The election-year initiative addresses a top priority of an influential Latino electorate that has been vocal in its opposition to administration deportation policies.
"Let's be clear, this is not amnesty, this is not immunity, this is not a path to citizenship, this is not a permanent fix," Obama said from the White House Rose Garden. "This is the right thing to do."
The policy change will affect as many as 800,000 immigrants who have lived in fear of deportation.
It also bypasses Congress and partially achieves the goals of the so-called DREAM Act, a long-sought but never enacted plan to establish a path toward citizenship for young people who came to the United States illegally but who have attended college or served in the military.
"It makes no sense to expel talented young people who for all intents and purposes are Americans," President Obama said.
Obama said the change would become effective immediately to "lift the shadow of deportation from these young people."
Katya, a 22-year-old illegal immigrant who came to Maryland from El Salvador when she was just 9, may finally, she says, breathe easy.
"It’s just really emotional especially if you have been here for so long and you have felt like you don't really belong anywhere,” Katya says. “Now this is just a chance to say, yes, you do belong here and yes you can go to college and you can have a future and it's not just a dream anymore."
For others, it's not a dream. It's an injustice. One reporter Friday even challenged the president during his announcement.
Brad Botwin, from Help Save Maryland, says with unemployment dangerously high, this is a tragic move.
"We're gonna allow millions of Hispanics now and other illegal immigrants to take jobs away, to work, I'm just flabbergasted by this.” He says.
Homeland Security Secretary Janet Napolitano was to announce the new policy Friday, one week before President Barack Obama plans to address the National Association of Latino Elected and Appointed Officials' annual conference in Orlando, Fla.
Under the administration plan, illegal immigrants will be immune from deportation if they were brought to the United States before they turned 16 and are younger than 30, have been in the country for at least five continuous years, have no criminal history, graduated from a U.S. high school or earned a GED, or served in the military.
They also can apply for a work permit that will be good for two years with no limits on how many times it can be renewed. The officials who described the plan spoke on the condition of anonymity to discuss it in advance of the official announcement.
The policy will not lead toward citizenship but will remove the threat of deportation and grant the ability to work legally, leaving eligible immigrants able to remain in the United States for extended periods.
"Many of these young people have already contributed to our country in significant ways," Napolitano wrote in a memorandum describing the administration's action. "Prosecutorial discretion, which is used in so many other areas, is especially justified here."
The extraordinary move comes in an election year in which the Hispanic vote could be critical in swing states like Colorado, Nevada and Florida.
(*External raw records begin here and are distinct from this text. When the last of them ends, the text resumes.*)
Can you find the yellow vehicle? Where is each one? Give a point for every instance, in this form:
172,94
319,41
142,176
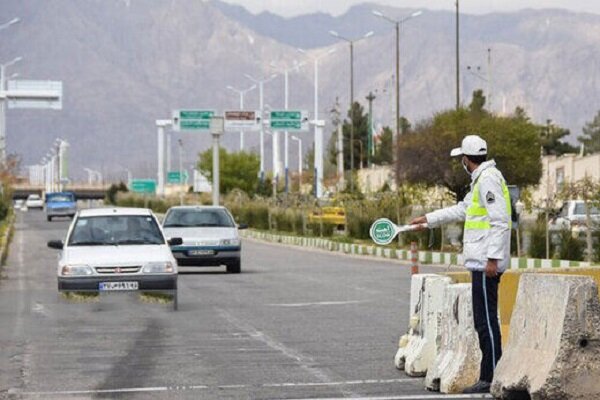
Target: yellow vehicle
329,215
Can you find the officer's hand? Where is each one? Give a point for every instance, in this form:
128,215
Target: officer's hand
491,268
419,221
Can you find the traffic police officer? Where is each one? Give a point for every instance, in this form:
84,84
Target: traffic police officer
486,210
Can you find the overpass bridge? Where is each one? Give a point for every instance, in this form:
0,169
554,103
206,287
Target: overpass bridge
82,191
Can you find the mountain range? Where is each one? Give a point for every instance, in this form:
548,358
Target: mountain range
126,63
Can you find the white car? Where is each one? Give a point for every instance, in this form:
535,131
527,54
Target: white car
34,201
116,249
572,216
210,236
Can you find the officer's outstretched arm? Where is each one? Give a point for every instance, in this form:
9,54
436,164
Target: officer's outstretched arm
448,215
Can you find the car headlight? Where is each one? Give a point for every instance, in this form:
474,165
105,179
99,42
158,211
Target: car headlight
230,242
158,268
76,270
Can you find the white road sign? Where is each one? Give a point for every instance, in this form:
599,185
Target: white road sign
34,94
242,120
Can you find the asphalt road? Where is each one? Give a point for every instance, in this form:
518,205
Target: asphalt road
294,324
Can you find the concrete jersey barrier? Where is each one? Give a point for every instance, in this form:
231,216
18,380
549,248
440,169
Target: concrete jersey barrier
553,350
419,348
458,361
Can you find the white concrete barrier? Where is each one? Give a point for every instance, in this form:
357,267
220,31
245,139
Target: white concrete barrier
418,349
458,360
553,349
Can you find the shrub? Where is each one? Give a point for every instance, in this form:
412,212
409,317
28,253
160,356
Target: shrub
570,247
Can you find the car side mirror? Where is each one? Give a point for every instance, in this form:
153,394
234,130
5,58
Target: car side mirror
175,241
56,244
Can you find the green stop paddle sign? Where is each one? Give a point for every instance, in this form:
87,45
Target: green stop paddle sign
383,231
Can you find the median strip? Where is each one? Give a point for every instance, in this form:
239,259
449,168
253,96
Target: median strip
425,257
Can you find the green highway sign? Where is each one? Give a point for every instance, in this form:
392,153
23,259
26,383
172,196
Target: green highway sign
143,185
192,120
289,120
175,177
383,231
286,125
286,115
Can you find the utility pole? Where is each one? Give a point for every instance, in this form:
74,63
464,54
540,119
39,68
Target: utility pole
457,57
339,123
180,142
370,99
217,127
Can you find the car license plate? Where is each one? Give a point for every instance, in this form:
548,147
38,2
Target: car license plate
116,286
201,252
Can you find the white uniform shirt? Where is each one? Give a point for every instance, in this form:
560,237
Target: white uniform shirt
496,241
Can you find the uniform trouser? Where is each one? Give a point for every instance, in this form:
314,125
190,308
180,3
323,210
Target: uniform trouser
485,315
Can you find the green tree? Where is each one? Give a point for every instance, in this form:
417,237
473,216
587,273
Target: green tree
237,170
360,120
424,153
591,135
384,150
551,137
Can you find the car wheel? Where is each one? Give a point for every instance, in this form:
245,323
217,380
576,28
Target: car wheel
175,301
234,267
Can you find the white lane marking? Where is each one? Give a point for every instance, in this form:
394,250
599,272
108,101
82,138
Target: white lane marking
39,308
223,387
304,362
409,397
319,303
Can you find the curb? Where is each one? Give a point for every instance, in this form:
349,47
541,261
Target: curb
6,237
425,257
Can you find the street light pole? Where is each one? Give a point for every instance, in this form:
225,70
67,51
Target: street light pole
299,162
180,142
241,93
351,42
285,71
397,24
260,82
457,57
3,108
318,137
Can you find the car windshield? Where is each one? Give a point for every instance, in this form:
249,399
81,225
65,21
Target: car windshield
60,197
116,230
187,218
580,209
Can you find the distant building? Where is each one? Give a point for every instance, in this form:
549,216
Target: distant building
374,179
565,169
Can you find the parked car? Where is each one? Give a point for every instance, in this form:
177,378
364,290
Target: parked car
210,236
116,249
572,216
34,201
60,204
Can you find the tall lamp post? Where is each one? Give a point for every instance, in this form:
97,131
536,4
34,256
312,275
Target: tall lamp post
260,82
3,108
285,71
351,43
241,93
397,24
297,139
318,137
457,56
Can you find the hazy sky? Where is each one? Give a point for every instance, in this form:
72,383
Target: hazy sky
295,7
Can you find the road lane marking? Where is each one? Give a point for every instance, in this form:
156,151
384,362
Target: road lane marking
439,396
319,303
304,362
176,388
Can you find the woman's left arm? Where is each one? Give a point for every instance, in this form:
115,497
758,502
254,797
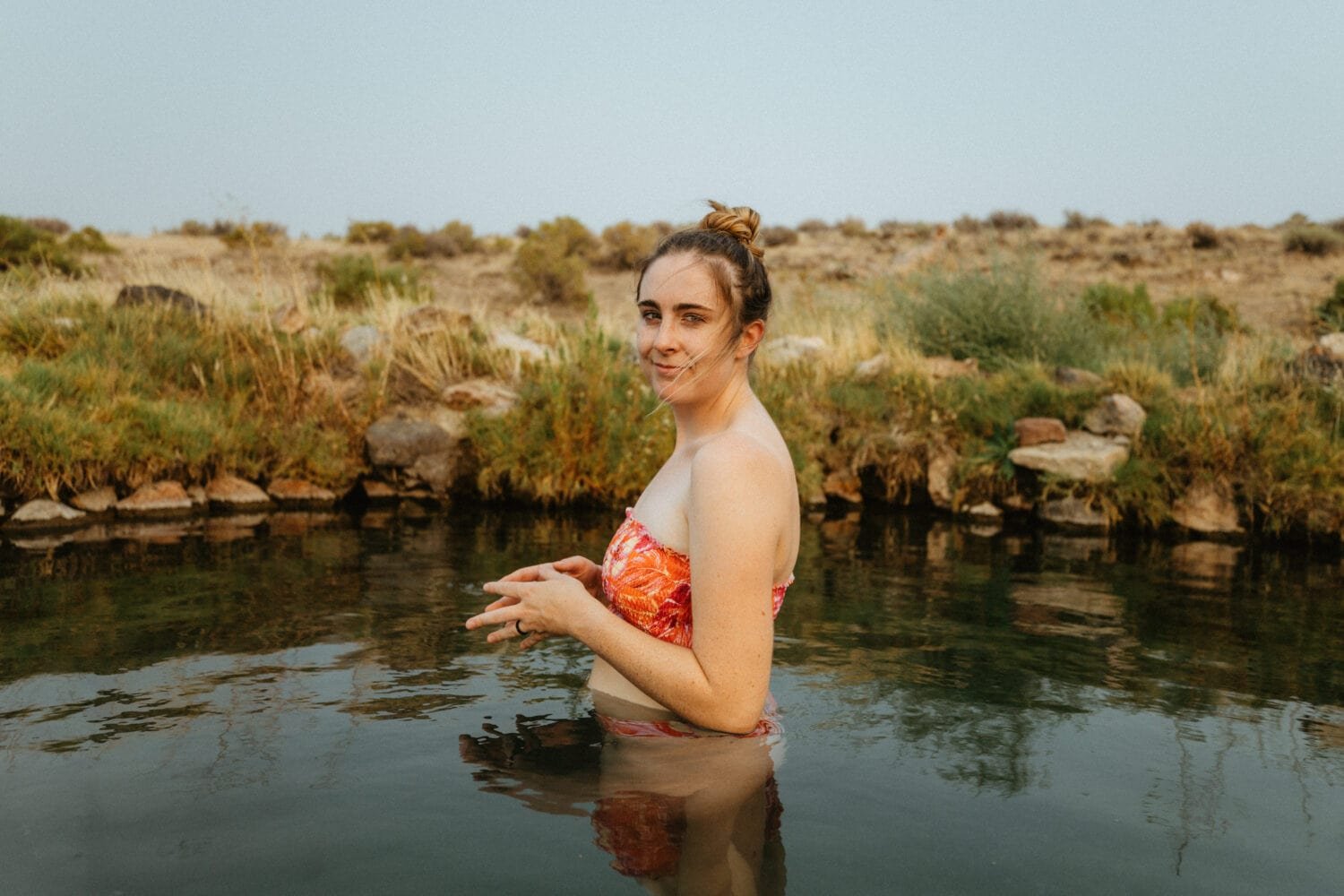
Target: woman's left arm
736,516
While Obama enjoys support from a majority of Hispanic voters, Latino enthusiasm for the president has been tempered by the slow economic recovery, his inability to win congressional support for a broad overhaul of immigration laws and by his administration's aggressive deportation policy.
Activists opposing his deportation policies last week mounted a hunger strike at an Obama campaign office in Denver, and other protests were planned for this weekend.
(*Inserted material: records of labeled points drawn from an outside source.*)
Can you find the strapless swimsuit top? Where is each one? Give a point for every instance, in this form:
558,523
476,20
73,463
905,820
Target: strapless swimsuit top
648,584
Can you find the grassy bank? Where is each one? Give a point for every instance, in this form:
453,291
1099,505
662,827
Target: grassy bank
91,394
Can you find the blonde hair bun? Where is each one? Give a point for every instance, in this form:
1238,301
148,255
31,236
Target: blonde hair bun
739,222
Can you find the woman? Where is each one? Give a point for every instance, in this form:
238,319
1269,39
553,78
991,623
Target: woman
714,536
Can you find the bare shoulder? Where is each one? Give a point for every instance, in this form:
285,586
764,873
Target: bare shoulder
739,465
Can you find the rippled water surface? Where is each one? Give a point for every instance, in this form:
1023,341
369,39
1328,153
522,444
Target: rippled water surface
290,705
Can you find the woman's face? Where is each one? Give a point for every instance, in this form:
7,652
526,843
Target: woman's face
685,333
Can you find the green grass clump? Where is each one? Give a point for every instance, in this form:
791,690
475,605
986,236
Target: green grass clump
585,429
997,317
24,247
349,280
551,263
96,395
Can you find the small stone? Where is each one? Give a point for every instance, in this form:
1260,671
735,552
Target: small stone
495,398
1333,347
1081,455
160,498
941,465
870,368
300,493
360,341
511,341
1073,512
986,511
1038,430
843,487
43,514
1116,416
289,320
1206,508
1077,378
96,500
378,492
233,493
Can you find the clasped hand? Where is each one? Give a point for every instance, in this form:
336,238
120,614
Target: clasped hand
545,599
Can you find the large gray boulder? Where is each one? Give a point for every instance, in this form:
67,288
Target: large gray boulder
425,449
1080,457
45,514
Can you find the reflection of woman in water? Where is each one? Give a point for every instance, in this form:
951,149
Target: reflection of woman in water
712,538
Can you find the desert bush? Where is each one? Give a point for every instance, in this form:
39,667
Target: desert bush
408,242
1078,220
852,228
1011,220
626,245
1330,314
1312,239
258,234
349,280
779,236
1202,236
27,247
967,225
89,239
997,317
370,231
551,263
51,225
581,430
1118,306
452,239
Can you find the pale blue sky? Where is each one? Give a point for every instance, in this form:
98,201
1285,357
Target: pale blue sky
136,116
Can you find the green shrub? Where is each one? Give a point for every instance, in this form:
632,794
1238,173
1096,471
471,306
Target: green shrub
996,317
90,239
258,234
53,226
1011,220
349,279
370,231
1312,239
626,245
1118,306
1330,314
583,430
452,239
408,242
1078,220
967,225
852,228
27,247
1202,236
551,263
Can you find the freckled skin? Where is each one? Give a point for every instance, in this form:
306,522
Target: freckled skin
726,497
The change is likely to cause an outcry from congressional Republicans, who are sure to perceive Obama's actions as an end run around them. Republicans already have complained that previous administration uses of prosecutorial discretion in deportations amount to back-door amnesty. Romney and many Republican lawmakers want tighter border security measures before considering changes in immigration law.
Romney opposes offering legal status to illegal immigrants who attend college but has said he would do so for those who serve in the armed forces.